Friday, October 3, 2014

The Past Isn't Very Far Away

A lock of Napoleon Bonaparte's hair
My grandmother was born in 1917. That’s three years after the start of World War One, five years after the Titanic sank, fourteen years after the first powered flight. She was probably walking when the Treaty of Versailles was signed in 1918 and ninety-seven years later, she’s still alive.
Conrad Heyer, photographed in 1852 when he was 103.
He was the earliest born american to be photographed
and the only person to be photographed who crossed
the Delaware with George Washington
People tend to think of the past as something that happened a long time ago, but my grandmother would be the first to tell you that those years that she has lived flew by like a freight train. My great-grandmother, whom my father knew well, was held up by a bandit in Yellowstone National Park in 1908…those sorts of things seem like foggy memories from the deep past, when, in reality, what happened one hundred years ago, two hundred years ago, or three hundred years ago, only happened three lifetimes ago, if everyone lived as long as my grandmother.

The bullet that killed Nelson in 1805
Unfortunately, this is the best picture I can find
as the bullet is on display in Windsor Castle
and photography isn't allowed
Shakespeare is still funny; we relate to Jane Austen so much that countless movies have been made of her books; even Aesop, an ancient Greek philosopher is read to children at bedtime. The Romans, who we humorously like to refer to as ancient, lived lives that would have seemed perfectly understandable to us. They talked politics at dinner, they had glass in their windows, they even had fountains in their gardens…and in the streets of Rome, urchins were busy painting graffiti on the walls of buildings.
People are still as much people today as they were a thousand years ago. They still like desert, good drama and nice clothes. Taste and fashion may have changed over the years, but the intent is the same. The various forces that motivate people to do things are the same; we haven’t become any wiser, smarter or stronger over our years of existence.

This tile, recently found in Leicester, England, was rolled out
2,000 years ago and a puppy walked on it before it was quite dry
We need to think about the past correctly, not as dates and dry paragraphs in a history book, but as something that is still happening to us. The world we live in today was shaped by the past, bound by decisions made many, many years ago. What I’m trying to say is that the past isn’t very far away; the remains of it are all around us, and if you’ll take the time to look for it, it will meet you half way. 

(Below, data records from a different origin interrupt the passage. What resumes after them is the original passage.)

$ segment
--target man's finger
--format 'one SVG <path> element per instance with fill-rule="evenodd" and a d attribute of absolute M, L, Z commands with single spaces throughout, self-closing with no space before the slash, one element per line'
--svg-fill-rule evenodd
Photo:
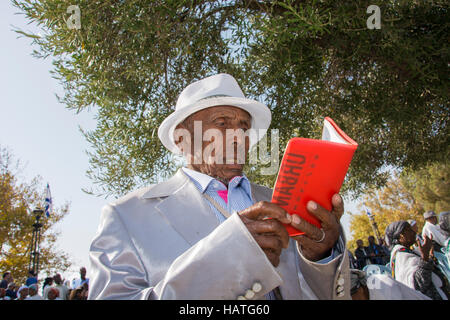
<path fill-rule="evenodd" d="M 261 249 L 271 250 L 273 253 L 280 255 L 282 249 L 281 240 L 276 236 L 268 236 L 257 234 L 254 236 L 256 242 L 259 244 Z"/>
<path fill-rule="evenodd" d="M 319 228 L 303 220 L 296 214 L 292 215 L 291 226 L 303 231 L 307 237 L 316 241 L 319 241 L 323 236 L 322 231 Z"/>
<path fill-rule="evenodd" d="M 331 197 L 331 205 L 333 206 L 331 213 L 336 217 L 337 221 L 339 221 L 344 214 L 344 200 L 336 193 Z"/>
<path fill-rule="evenodd" d="M 239 215 L 254 220 L 273 218 L 286 224 L 289 224 L 291 222 L 291 216 L 287 214 L 287 212 L 283 208 L 267 201 L 257 202 L 247 209 L 240 211 Z"/>
<path fill-rule="evenodd" d="M 265 233 L 274 234 L 280 239 L 283 248 L 289 246 L 289 234 L 286 231 L 286 228 L 278 220 L 253 220 L 251 223 L 247 224 L 247 228 L 253 237 L 255 237 L 255 235 L 264 235 Z"/>

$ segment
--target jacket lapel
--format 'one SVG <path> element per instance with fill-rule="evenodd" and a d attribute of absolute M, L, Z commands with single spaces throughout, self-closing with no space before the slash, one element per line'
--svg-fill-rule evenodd
<path fill-rule="evenodd" d="M 165 197 L 155 208 L 191 246 L 219 225 L 201 193 L 181 169 L 144 197 Z"/>
<path fill-rule="evenodd" d="M 252 186 L 252 199 L 256 203 L 258 201 L 270 201 L 272 190 L 256 184 Z M 300 281 L 298 273 L 300 270 L 295 240 L 289 241 L 289 247 L 281 252 L 280 264 L 276 268 L 282 275 L 283 284 L 279 287 L 282 299 L 298 299 L 301 296 Z"/>

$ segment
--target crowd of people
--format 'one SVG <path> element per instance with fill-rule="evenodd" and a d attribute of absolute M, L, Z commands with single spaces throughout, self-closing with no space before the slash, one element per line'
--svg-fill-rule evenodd
<path fill-rule="evenodd" d="M 450 212 L 442 212 L 438 221 L 433 211 L 427 211 L 424 219 L 422 232 L 415 220 L 401 220 L 386 228 L 379 244 L 373 236 L 368 238 L 368 246 L 358 239 L 354 256 L 349 252 L 352 285 L 356 289 L 366 286 L 367 271 L 376 266 L 380 274 L 389 273 L 391 282 L 386 288 L 413 289 L 416 292 L 407 293 L 411 299 L 421 298 L 417 292 L 425 299 L 450 299 Z"/>
<path fill-rule="evenodd" d="M 87 300 L 89 279 L 86 268 L 80 268 L 80 277 L 72 281 L 64 280 L 59 273 L 44 279 L 40 290 L 33 270 L 23 285 L 14 282 L 11 272 L 3 273 L 0 283 L 0 300 Z"/>
<path fill-rule="evenodd" d="M 367 246 L 356 241 L 354 255 L 348 251 L 353 299 L 450 299 L 450 212 L 442 212 L 438 221 L 427 211 L 424 219 L 422 232 L 414 220 L 395 221 L 379 244 L 374 236 Z M 438 255 L 446 260 L 436 259 Z M 381 266 L 389 275 L 370 274 L 370 266 Z M 378 287 L 368 285 L 374 277 Z M 45 278 L 41 290 L 32 270 L 23 285 L 14 282 L 11 272 L 4 272 L 0 282 L 0 300 L 87 300 L 88 292 L 85 267 L 72 281 L 58 273 Z"/>

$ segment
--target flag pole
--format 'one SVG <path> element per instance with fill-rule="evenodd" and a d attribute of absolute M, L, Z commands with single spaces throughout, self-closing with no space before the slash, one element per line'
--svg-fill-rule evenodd
<path fill-rule="evenodd" d="M 372 231 L 375 234 L 375 237 L 377 238 L 378 241 L 378 245 L 382 245 L 382 239 L 380 237 L 380 233 L 378 232 L 378 226 L 377 223 L 375 222 L 374 216 L 373 214 L 369 211 L 369 209 L 367 209 L 366 204 L 364 204 L 364 207 L 366 208 L 366 214 L 369 217 L 369 222 L 370 225 L 372 226 Z"/>

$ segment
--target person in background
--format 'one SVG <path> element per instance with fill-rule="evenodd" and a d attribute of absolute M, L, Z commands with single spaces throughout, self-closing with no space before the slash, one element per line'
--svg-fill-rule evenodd
<path fill-rule="evenodd" d="M 19 290 L 17 290 L 18 297 L 16 300 L 27 300 L 28 297 L 28 287 L 27 286 L 21 286 Z"/>
<path fill-rule="evenodd" d="M 72 289 L 69 295 L 69 300 L 84 300 L 83 298 L 83 286 L 79 286 L 76 289 Z"/>
<path fill-rule="evenodd" d="M 43 298 L 38 293 L 37 283 L 33 283 L 28 287 L 28 298 L 27 300 L 43 300 Z"/>
<path fill-rule="evenodd" d="M 369 254 L 369 259 L 372 264 L 383 265 L 383 257 L 385 255 L 383 248 L 375 243 L 375 237 L 369 236 L 367 238 L 369 245 L 367 246 L 367 252 Z"/>
<path fill-rule="evenodd" d="M 59 297 L 59 290 L 55 287 L 49 288 L 47 299 L 45 300 L 61 300 L 61 298 Z"/>
<path fill-rule="evenodd" d="M 447 242 L 450 237 L 450 211 L 444 211 L 439 214 L 439 228 L 441 232 L 447 237 Z"/>
<path fill-rule="evenodd" d="M 416 240 L 420 241 L 420 243 L 423 243 L 422 235 L 419 233 L 419 228 L 417 227 L 416 220 L 408 220 L 409 225 L 411 226 L 411 229 L 416 233 Z"/>
<path fill-rule="evenodd" d="M 83 300 L 87 300 L 89 296 L 89 284 L 85 282 L 81 286 L 83 287 L 83 291 L 81 292 Z"/>
<path fill-rule="evenodd" d="M 422 237 L 426 236 L 433 241 L 434 251 L 441 252 L 441 248 L 445 246 L 448 237 L 444 235 L 438 225 L 438 219 L 434 211 L 427 211 L 423 214 L 425 225 L 422 229 Z"/>
<path fill-rule="evenodd" d="M 53 278 L 52 277 L 47 277 L 44 280 L 44 285 L 42 286 L 42 297 L 47 300 L 47 293 L 48 290 L 50 290 L 50 288 L 53 285 Z"/>
<path fill-rule="evenodd" d="M 53 280 L 55 281 L 55 288 L 58 289 L 59 291 L 59 298 L 61 300 L 67 300 L 68 298 L 68 292 L 69 292 L 69 288 L 67 288 L 64 284 L 63 284 L 63 280 L 61 278 L 61 275 L 59 273 L 57 273 L 54 277 Z"/>
<path fill-rule="evenodd" d="M 392 222 L 385 232 L 386 244 L 392 248 L 392 277 L 418 290 L 433 300 L 448 300 L 450 289 L 447 278 L 433 259 L 433 243 L 427 236 L 417 242 L 418 251 L 411 250 L 416 233 L 407 221 Z"/>
<path fill-rule="evenodd" d="M 361 239 L 356 240 L 358 248 L 355 250 L 356 264 L 358 269 L 362 270 L 366 265 L 370 264 L 369 253 Z"/>
<path fill-rule="evenodd" d="M 34 273 L 34 270 L 31 269 L 30 271 L 28 271 L 28 278 L 27 281 L 25 282 L 25 285 L 29 287 L 34 283 L 37 283 L 37 277 L 36 274 Z"/>
<path fill-rule="evenodd" d="M 77 289 L 79 286 L 81 286 L 85 282 L 87 282 L 89 284 L 89 279 L 86 278 L 86 268 L 81 267 L 80 268 L 80 277 L 78 279 L 72 280 L 71 288 Z"/>
<path fill-rule="evenodd" d="M 11 298 L 6 295 L 5 288 L 0 288 L 0 300 L 11 300 Z"/>
<path fill-rule="evenodd" d="M 8 288 L 6 289 L 6 295 L 11 299 L 17 299 L 17 287 L 14 282 L 8 283 Z"/>
<path fill-rule="evenodd" d="M 349 264 L 350 269 L 357 269 L 358 264 L 356 262 L 355 257 L 353 256 L 353 254 L 351 253 L 350 250 L 347 250 L 347 253 L 348 253 L 348 259 L 350 261 L 350 264 Z"/>
<path fill-rule="evenodd" d="M 364 271 L 350 270 L 352 300 L 431 300 L 386 274 L 367 276 Z"/>
<path fill-rule="evenodd" d="M 13 277 L 11 275 L 11 272 L 7 271 L 3 273 L 3 279 L 0 282 L 0 288 L 7 289 L 10 282 L 13 282 Z"/>

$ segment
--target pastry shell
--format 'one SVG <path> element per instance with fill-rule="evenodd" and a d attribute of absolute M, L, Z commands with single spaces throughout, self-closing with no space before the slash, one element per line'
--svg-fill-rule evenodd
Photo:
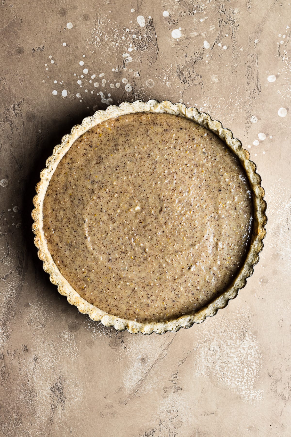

  1. I love hearing about people's family history! Unfortunately, my oldest living relation is mostly deaf so we can't really have conversations with her, though at least we get to visit her :) I do know that she grew up very poor. She was the eldest in her family, and when her mother died she had to raise her younger siblings. When her father remarried when she was 14, she wouldn't let any of her brothers or sisters call the new wife 'mother'. She's always been fiercely loyal; if you mess with anyone in her family, watch out! She makes awesome biscuits, and she passed the recipe down to us, and now I make them all the time (of course, she never measures when she makes them, so the recipe we have doesn't taste quite the same, but they're really good).
    Our great-great-great grandfather (I think that's the one) was in the Civil War. His grandfather was in the Revolution.
    But, sadly, I know very little family history. It seems that those things are dying out as families become more fractured and disconnected; I wish they weren't.

    1. That's fascinating that you had ancestors in the Civil War and in the American Revolution! I believe we had one in the American Revolution, but I can't remember now. I know we had one who was a sea captain.

      We're fortunate enough to know quite a bit about our family history. Some ancestors and relatives kept meticulous records and others were into photography at a time when photography was still very cumbersome. We can trace back as far as the Mayflower and even some roots in Tudor England.

      I wish family history wasn't dying out, either. I think knowing where you came from is really important; it gives you a personal connection with history. Many people who aren't familiar with their backgrounds don't realize that their ancestors helped make the world they are living in.

  2. Some children, even today, still have the most ancient book, the Bible, read to them.